SOCIOECONOMIC STRUCTURES

In very broad terms, two nonoverlapping socioeconomic structures are industrial and military, depending on whether the customers are an elite group of people, such as the military and/or state, or consumers, that is, the people. Among others, there is also a commodities socioeconomic structure exemplified by OPEC countries. Some FSU countries are probably already key players in this type of structure (Einhorn 1994).

Production figures are a natural metric for assessing the relative strengths of the military and industrial components of a military-industrial complex. Production figures for military customers are at least an order of magnitude, sometimes many orders of magnitude, smaller (with profit margins per unit manufactured correspondingly larger) than those of industrial enterprises (Footnote 12).

Profit margins in high-tech industrial enterprises depend crucially on throughput and yield that in turn are correlated to materials knowledge and processing strategies seeking to optimize both yield and throughput in mass production. As production increases, unit price falls and new products with better features emerge that make whole industries obsolete practically overnight (Chandler 1990).

This feature of overnight obsolescence or paradigm shifts is reflected in the tenfold increase in performance to price ratio every 3.5 years in the computer/ semiconductor industry (Prokesch 1993).
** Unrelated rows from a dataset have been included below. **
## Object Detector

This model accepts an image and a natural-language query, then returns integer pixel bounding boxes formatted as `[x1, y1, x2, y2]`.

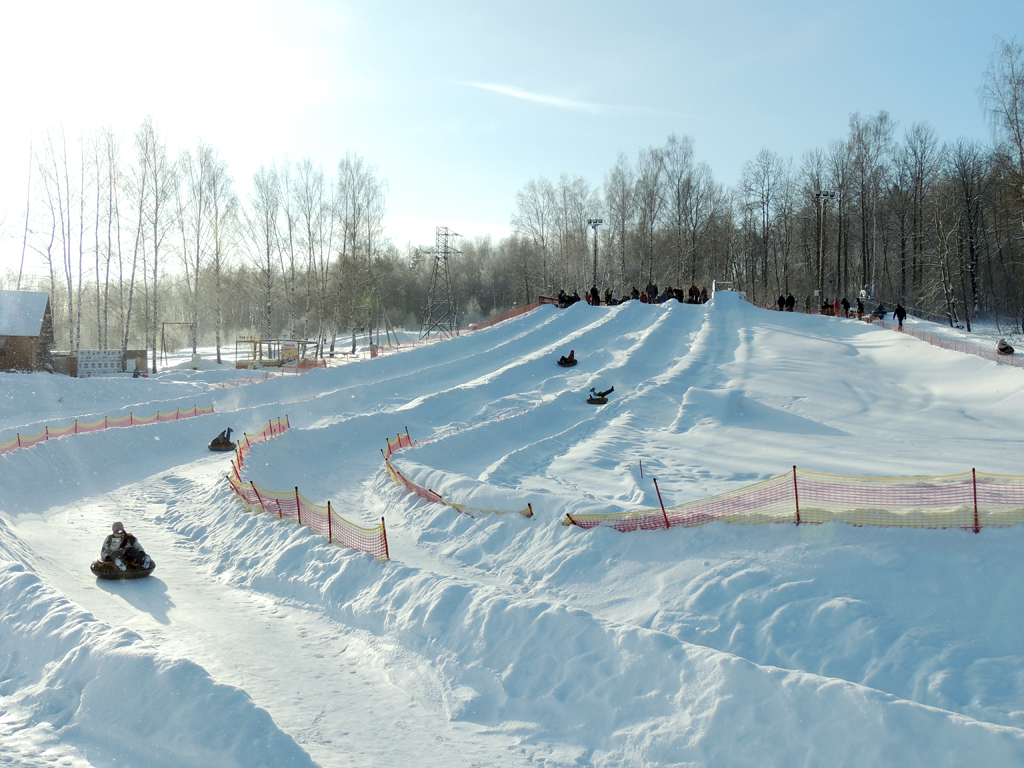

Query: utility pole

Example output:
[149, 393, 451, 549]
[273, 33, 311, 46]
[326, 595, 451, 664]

Indeed, one of the many reasons LCDs have moved from niche to strategic status in the high-tech business is that they are silicon compatible and have all of the features required to bring the power of silicon microelectronics to an increasingly broader base of people: portable computers; multimedia and portable telecommunications; new, cheaper, smarter, and portable consumer products.

Inasmuch as the FSU now fits into an industrial-military complex that can be separated into an industrial component and a military one, the industrial component now largely overlaps the military component. Products from a predominantly industrial, service- oriented complex are appealingly designed because their primary objective is to focus the power of technology on improving peoples' lives. This takes mass production and marketing skills that come from a large number of people with a variety of talents.
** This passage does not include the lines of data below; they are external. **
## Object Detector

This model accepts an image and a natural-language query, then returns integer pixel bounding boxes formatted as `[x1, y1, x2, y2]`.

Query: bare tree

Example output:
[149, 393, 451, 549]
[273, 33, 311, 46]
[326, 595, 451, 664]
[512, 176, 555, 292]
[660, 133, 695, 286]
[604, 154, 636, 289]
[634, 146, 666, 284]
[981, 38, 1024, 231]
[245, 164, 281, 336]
In contrast, a key feature of the military component is manufacturing to tight specifications a relatively small quantity of rugged products destined for reliable performance in the execution of demanding but specific applications. Expense and product aesthetics are not significant factors in military applications.
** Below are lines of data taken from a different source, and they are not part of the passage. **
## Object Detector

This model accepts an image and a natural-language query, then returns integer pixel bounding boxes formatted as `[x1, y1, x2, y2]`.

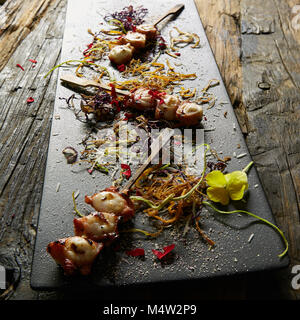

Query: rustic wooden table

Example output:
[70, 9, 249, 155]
[0, 0, 300, 301]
While each country has different factions that can be identified as military- or consumer-driven (Footnote 13), the FSU is now in transition from a primarily military- driven economy to an emerging consumer-driven market economy.

The WTEC panel was impressed by ambitious plans discussed in the FSU for its future in the high-tech market, and the disparity between services that are now options only for an elite group but not for the rest of the country. The FSU has many customers to serve, not exploit. Among other assets the FSU can surely count on are its healthy, bright children now choosing economics, business, and law over science and mathematics. (See Business Prespective.)